View counts and statistics are disabled for some customers

Incident Report for Gorgias

Postmortem

We’ve experienced a degraded performance incident for the past couple of days that affected view counts and statistics as well as reduced performance of the helpdesk in general for on of our shards. We thought to share more details about the incident and how we’re planning to prevent these types of events in the future.

Timeline (time is in PST):

June 27 (Saturday night) 00:00 - scheduled maintenance to upgrade one of our databases started and ended successfully at 1AM without problems. We performed all the checks we thought are necessary to make sure that the database cluster is in a consistent state.
June 28 (Sunday afternoon) 14:00: Postgres replicas are in an inconsistent state due to a missing file - unclear how it happened and we're still investigating the root cause.
June 28 - 15:00 - after failing to find a solution to the missing file we decided to restart the replicas recovery from scratch which was estimated to be done on 29th June Monday 8-9AM - just in time for our peak activity in the helpdesk. Size of the database is 9.1 Tb - this is why it takes a long time.
June 29th (Monday morning) - 7AM - Google Cloud Networking is experiencing an incident in the zone of our cluster (us-east1-c) which puts our Kubernetes cluster into a failed state including our database and it's recovery process is aborted.
June 29th (Monday afternoon) - 15:00 - we manage to recover our cluster and restart the replication recovery process estimated at least 24h because of the increased load.
June 30th (Tuesday afternoon) - 15:10 - full recovery of the replicas and restart of normal operations. At this point the us-main-east1-c cluster is running on degraded capacity (poor performance, disabled statistics and view counts) since June 28th 15:00.

Mitigation plan:

Highest priority: split the database of this shard into smaller shards to improve performance and reduce recovery times.
Medium priority: run all our services into multiple availability zones. For the record: this is the first time in 4 years since we're running on GCP that our us-east1-c networking went completely out. It's an event that we need to prepare for, but it should be very rare. The more we delay, the bigger the impact will be.

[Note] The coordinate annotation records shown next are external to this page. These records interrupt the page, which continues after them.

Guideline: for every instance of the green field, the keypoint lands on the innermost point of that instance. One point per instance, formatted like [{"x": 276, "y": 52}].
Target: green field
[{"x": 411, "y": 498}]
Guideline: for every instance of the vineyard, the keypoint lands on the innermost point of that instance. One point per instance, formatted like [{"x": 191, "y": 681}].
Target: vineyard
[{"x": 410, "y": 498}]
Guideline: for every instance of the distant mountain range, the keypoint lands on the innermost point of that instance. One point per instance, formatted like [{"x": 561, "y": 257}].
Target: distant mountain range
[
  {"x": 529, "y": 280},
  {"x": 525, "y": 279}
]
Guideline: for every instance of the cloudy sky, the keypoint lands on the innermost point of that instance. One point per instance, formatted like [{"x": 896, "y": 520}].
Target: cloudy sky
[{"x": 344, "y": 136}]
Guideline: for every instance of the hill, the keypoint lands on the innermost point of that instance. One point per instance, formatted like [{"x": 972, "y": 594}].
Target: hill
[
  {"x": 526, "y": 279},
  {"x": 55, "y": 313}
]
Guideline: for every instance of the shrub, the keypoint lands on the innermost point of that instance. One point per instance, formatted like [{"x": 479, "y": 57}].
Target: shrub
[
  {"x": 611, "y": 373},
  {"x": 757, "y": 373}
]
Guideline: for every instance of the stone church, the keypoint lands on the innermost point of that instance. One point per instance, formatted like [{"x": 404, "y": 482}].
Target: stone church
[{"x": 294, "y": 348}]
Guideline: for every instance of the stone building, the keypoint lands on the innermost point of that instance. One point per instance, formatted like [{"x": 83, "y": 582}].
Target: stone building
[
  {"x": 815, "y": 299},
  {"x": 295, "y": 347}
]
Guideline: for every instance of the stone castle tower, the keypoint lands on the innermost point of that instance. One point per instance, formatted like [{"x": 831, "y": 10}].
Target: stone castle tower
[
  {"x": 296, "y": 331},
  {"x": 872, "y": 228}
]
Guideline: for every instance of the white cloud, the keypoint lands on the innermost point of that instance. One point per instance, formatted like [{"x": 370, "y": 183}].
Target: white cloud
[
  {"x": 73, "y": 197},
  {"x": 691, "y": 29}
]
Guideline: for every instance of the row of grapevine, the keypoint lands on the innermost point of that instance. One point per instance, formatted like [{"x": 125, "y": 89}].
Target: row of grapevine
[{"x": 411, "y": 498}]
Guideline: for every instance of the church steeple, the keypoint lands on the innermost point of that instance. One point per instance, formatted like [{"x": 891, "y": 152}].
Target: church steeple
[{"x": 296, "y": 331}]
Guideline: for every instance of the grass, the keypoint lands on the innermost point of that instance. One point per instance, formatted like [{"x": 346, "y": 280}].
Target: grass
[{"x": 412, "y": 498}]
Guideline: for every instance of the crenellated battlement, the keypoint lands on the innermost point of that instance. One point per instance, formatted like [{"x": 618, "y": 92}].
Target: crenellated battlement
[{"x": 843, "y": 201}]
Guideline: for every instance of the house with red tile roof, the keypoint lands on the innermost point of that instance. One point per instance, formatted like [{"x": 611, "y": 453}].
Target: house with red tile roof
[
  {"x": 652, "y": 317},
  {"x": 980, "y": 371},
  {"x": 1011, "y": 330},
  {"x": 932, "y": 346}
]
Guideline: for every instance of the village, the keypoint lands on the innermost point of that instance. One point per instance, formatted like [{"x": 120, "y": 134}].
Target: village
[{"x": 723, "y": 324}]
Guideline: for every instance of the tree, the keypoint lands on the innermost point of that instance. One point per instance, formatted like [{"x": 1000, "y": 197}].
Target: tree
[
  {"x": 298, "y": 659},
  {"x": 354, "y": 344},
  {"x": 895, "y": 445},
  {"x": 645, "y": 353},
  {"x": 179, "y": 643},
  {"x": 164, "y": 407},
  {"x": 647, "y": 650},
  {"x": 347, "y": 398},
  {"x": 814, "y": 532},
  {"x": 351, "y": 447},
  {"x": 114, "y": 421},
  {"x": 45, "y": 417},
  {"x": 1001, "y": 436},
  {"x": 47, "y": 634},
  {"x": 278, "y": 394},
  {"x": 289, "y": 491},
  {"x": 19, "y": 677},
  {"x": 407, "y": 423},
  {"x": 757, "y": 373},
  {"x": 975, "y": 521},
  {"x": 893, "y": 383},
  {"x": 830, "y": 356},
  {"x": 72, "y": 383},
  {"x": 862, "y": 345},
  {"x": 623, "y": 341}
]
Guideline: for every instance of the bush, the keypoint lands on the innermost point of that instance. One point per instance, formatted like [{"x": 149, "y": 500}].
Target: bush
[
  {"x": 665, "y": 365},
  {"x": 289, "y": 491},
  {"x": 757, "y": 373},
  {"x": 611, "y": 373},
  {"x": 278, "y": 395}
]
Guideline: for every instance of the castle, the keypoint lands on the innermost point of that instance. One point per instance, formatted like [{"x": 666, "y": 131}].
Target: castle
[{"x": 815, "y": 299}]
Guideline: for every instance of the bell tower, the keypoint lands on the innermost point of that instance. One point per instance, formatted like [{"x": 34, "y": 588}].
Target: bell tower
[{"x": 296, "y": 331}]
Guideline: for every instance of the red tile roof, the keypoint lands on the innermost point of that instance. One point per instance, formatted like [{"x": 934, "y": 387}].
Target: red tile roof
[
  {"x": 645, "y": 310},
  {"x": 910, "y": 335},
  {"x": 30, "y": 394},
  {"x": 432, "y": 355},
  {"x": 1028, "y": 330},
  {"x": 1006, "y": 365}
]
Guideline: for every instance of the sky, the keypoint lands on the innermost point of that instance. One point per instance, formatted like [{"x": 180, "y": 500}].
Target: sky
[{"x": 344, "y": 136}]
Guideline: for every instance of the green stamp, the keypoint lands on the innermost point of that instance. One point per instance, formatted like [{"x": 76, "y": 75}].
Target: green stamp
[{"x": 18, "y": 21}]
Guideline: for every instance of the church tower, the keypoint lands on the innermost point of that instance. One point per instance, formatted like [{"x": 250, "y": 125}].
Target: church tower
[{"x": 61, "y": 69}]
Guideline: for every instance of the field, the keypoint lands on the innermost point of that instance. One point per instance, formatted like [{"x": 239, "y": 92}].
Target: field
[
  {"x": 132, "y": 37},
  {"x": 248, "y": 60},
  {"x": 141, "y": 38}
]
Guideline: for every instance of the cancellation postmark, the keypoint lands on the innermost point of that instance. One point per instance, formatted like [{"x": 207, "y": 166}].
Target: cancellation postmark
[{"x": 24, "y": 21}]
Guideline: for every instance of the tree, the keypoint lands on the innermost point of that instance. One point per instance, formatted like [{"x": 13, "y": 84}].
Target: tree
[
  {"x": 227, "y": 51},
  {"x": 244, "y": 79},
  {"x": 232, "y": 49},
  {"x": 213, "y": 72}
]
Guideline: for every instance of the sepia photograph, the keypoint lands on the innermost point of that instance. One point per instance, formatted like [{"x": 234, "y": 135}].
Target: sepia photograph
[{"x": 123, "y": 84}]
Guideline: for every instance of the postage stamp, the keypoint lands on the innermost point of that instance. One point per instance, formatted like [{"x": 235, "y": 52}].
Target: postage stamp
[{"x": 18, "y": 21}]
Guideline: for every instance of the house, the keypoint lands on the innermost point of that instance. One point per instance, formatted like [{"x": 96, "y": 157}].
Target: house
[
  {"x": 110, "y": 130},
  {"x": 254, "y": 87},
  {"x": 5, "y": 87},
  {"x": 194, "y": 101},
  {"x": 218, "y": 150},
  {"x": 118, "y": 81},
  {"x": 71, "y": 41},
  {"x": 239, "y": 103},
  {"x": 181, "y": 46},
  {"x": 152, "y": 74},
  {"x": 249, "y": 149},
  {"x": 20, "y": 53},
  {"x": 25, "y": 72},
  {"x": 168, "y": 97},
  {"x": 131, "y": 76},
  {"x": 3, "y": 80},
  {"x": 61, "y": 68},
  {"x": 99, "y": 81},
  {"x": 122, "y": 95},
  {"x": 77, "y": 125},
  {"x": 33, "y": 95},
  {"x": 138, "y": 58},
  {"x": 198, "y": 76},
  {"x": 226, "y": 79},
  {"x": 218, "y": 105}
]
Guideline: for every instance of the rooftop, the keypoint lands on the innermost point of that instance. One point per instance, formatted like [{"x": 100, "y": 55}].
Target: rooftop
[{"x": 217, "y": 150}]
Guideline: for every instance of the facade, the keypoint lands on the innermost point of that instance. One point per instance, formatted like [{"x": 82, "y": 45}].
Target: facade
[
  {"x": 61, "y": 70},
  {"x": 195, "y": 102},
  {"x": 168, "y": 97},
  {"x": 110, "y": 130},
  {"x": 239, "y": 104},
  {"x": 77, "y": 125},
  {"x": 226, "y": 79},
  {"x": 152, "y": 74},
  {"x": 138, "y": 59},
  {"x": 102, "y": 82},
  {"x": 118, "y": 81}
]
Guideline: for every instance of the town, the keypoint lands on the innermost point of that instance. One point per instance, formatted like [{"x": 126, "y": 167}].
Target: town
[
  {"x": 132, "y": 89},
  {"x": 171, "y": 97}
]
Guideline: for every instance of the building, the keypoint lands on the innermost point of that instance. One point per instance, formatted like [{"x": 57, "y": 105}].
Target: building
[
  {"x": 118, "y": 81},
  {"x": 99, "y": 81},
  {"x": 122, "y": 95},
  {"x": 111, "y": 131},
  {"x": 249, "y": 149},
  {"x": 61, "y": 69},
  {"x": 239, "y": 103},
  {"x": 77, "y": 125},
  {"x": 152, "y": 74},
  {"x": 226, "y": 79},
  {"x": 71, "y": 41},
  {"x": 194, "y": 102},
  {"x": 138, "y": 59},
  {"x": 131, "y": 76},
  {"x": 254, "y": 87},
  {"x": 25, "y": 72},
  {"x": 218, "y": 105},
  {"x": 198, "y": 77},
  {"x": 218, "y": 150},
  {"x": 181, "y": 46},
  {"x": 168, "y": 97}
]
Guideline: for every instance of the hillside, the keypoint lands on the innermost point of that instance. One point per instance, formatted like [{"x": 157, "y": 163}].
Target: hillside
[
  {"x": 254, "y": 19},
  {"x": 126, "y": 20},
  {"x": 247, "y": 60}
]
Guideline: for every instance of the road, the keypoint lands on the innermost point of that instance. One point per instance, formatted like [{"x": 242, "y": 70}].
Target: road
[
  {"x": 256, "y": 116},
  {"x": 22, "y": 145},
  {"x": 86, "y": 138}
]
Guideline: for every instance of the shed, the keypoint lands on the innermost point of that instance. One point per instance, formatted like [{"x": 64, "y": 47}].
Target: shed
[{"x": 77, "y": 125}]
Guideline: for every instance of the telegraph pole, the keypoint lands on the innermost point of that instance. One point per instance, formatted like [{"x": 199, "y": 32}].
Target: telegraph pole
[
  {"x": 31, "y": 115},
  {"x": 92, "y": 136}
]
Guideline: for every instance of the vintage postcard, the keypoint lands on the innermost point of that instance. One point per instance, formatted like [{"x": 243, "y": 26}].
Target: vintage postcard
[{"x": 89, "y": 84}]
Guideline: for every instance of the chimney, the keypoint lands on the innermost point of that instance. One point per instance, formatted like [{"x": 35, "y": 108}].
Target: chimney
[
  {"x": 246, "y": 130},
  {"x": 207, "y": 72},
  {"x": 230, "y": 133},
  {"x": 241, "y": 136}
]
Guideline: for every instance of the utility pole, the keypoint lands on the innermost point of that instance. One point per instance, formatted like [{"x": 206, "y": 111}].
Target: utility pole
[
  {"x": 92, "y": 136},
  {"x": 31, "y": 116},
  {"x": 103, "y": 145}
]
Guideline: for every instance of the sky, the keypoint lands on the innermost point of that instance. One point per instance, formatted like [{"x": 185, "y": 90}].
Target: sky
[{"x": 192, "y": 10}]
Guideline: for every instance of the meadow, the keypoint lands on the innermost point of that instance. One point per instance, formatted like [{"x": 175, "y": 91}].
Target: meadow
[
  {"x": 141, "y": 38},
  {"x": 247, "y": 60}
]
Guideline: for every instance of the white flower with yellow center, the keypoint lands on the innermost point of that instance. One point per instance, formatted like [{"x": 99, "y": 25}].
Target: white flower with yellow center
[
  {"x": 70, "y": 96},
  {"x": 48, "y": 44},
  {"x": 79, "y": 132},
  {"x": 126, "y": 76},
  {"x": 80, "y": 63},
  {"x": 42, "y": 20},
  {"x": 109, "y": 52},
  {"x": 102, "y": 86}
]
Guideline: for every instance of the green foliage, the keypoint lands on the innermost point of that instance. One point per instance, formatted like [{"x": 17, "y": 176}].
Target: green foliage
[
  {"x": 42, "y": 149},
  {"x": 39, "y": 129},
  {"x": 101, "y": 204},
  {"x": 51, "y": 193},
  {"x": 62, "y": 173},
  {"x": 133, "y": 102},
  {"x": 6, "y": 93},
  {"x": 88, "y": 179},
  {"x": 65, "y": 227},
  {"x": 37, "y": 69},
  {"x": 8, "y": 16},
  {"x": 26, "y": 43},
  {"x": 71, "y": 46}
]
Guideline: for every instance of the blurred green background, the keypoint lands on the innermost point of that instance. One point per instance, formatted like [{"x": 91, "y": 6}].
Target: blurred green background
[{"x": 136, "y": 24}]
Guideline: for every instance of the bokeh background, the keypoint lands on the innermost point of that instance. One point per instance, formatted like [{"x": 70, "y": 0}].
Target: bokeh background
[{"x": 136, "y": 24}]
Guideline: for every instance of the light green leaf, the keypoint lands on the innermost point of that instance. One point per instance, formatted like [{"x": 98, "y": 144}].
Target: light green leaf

We’re also hiring more site reliability engineers to work on the above problems and more.

I sincerely apologize for the trouble created - we’re doing everything we can to reduce this in the future and we’re taking the availability of our systems. Thank you again for understanding.

Posted Jun 30, 2020 - 22:24 UTC

Resolved

View counts and statistics are now enabled for everyone. Postmortem to follow soon.

Posted Jun 30, 2020 - 22:11 UTC

Identified

We've recovered the base backup and now are replaying the events in the past 24h - it is hard to estimate the completion, will post an update here once it's done. After that we'll be able to re-enable the statistics and view counts.

Posted Jun 30, 2020 - 20:07 UTC

Update

We are continuing to investigate this issue.

Posted Jun 30, 2020 - 14:51 UTC

Investigating

Due to recent downtime events we've temporarily disabled view counts and statistics for some customers to increase the stability of the helpdesk. Unfortunately the recovery process is very slow. ETA: 23h from the time of this message.

Posted Jun 29, 2020 - 19:37 UTC

This incident affected: Helpdesk (Web App).